It’s Hard To Change The Keys To The Internet And It Involves Destroying HSM’s

12 minute read

It’s Hard To Change The Keys To The Internet And It Involves Destroying HSM’s

It’s Hard To Change The Keys To The Internet And It Involves Destroying HSM’sPhoto by Niko Soikkeli / Unsplash

The root of the DNS tree has been using DNSSEC to protect the zone content since 2010. DNSSEC is simply a mechanism to provide cryptographic signatures alongside DNS records that can be validated, i.e. prove the answer is correct and has not been tampered with. To learn more about why DNSSEC is important, you can read our earlier blog post.

Today, the root zone is signed with a 2048 bit RSA “Trust Anchor” key. This key is used to sign further keys and is used to establish the Chain of trust that exists in the public DNS at the moment.

With access to this root Trust Anchor, it would be possible to re-sign the DNS tree and tamper with the content of DNS records on any domain, implementing a man-in-the-middle DNS attack… without causing recursors and resolvers to consider the data invalid.

As explained in this blog the key is very well protected with eye scanners and fingerprint readers and fire-breathing dragons patrolling the gate (okay, maybe not dragons). Operationally though, the root zone uses two different keys, the mentioned Trust Anchor key (that is called the Key Signing Key or KSK for short) and the Zone Signing Key (ZSK).

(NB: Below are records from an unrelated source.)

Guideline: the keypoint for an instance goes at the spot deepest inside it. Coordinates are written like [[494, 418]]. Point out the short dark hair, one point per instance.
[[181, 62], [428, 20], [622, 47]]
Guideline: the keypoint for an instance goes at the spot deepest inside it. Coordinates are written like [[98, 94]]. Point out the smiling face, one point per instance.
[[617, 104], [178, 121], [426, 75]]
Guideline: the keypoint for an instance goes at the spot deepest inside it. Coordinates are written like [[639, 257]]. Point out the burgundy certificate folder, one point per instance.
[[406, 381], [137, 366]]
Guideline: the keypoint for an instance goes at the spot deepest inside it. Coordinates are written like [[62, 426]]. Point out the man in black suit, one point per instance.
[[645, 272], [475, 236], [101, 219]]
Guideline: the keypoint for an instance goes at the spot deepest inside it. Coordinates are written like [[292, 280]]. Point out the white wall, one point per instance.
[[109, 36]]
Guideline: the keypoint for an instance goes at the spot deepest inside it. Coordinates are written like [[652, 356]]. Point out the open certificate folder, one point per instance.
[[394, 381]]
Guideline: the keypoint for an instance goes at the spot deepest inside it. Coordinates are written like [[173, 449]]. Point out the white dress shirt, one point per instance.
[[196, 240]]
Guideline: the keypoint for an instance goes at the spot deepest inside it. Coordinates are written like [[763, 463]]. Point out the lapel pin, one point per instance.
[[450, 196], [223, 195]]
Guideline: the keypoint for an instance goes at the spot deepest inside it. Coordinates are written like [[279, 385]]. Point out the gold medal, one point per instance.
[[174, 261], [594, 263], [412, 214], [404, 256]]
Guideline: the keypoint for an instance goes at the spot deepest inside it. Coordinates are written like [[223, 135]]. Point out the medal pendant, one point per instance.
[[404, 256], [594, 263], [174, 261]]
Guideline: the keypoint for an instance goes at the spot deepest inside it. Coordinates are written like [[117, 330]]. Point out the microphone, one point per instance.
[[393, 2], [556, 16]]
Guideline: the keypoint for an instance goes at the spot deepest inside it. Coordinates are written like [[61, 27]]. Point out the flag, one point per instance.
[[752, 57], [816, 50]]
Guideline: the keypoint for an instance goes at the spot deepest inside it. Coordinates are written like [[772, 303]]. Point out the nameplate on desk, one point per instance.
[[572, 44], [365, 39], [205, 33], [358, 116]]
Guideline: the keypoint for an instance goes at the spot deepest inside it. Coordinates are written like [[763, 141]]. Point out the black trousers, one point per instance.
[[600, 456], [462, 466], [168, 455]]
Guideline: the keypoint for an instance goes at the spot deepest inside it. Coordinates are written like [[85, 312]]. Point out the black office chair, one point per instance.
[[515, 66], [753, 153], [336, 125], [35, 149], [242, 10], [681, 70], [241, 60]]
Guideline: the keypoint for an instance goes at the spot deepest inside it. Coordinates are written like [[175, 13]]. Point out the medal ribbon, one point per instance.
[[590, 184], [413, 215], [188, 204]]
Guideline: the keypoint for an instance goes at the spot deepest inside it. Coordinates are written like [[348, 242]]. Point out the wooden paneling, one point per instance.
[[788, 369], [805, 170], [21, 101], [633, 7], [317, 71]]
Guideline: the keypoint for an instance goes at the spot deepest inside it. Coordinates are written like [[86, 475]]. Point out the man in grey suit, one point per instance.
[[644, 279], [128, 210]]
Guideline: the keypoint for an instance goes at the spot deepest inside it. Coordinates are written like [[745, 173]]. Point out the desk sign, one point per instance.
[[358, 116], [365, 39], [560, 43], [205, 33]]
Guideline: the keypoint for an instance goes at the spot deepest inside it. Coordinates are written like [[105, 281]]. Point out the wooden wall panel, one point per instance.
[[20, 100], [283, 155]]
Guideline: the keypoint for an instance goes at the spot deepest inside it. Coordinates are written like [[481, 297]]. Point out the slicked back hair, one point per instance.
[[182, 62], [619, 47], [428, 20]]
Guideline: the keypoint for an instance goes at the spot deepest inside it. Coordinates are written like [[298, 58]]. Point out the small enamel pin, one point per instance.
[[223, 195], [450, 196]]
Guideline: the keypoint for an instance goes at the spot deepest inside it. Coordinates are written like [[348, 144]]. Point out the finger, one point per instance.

The ZSK (Zone Signing Key) is used to generate signatures for all of the Resource Records (RRs) in a zone.

You can query for the DNSSEC signature (the RRSIG record) of “www.cloudflare.com” using your friendly dig command.

$ dig www.cloudflare.com +dnssec
;; QUESTION SECTION:
;www.cloudflare.com.		IN	A
;; ANSWER SECTION:
www.cloudflare.com.	4	IN	A	198.41.215.162
www.cloudflare.com.	4	IN	A	198.41.214.162
www.cloudflare.com.	4	IN	RRSIG	A 13 3 5 20180207170906 20180205150906 35273 cloudflare.com. 4W4mJXJRnd/wHnDyNo5minGvZY6hVNSXITnUI+pO6fzhnkpsEp1ko8K7 1PQ6r0s9SwLgrgfneqXyPs4b5X0YDw==

The two A records shown here can be cryptographically verified using the RRSIG and ZSK in the zone. The ZSK can itself be verified using the KSK, and so on… this continues upwards following the “chain of trust” until the root KSK is found.

The http://dnsviz.net/ tool can be used to help visualize how this verification can be done for any domain on the internet, for example here is the trust chain for “www.cloudflare.com”.

It’s Hard To Change The Keys To The Internet And It Involves Destroying HSM’s

To verify the RRSIG on “www.cloudflare.com” we would need to cryptographically verify the signatures in reverse order on the diagram. First “cloudflare.com”, then “com”, and finally “.” – the root zone.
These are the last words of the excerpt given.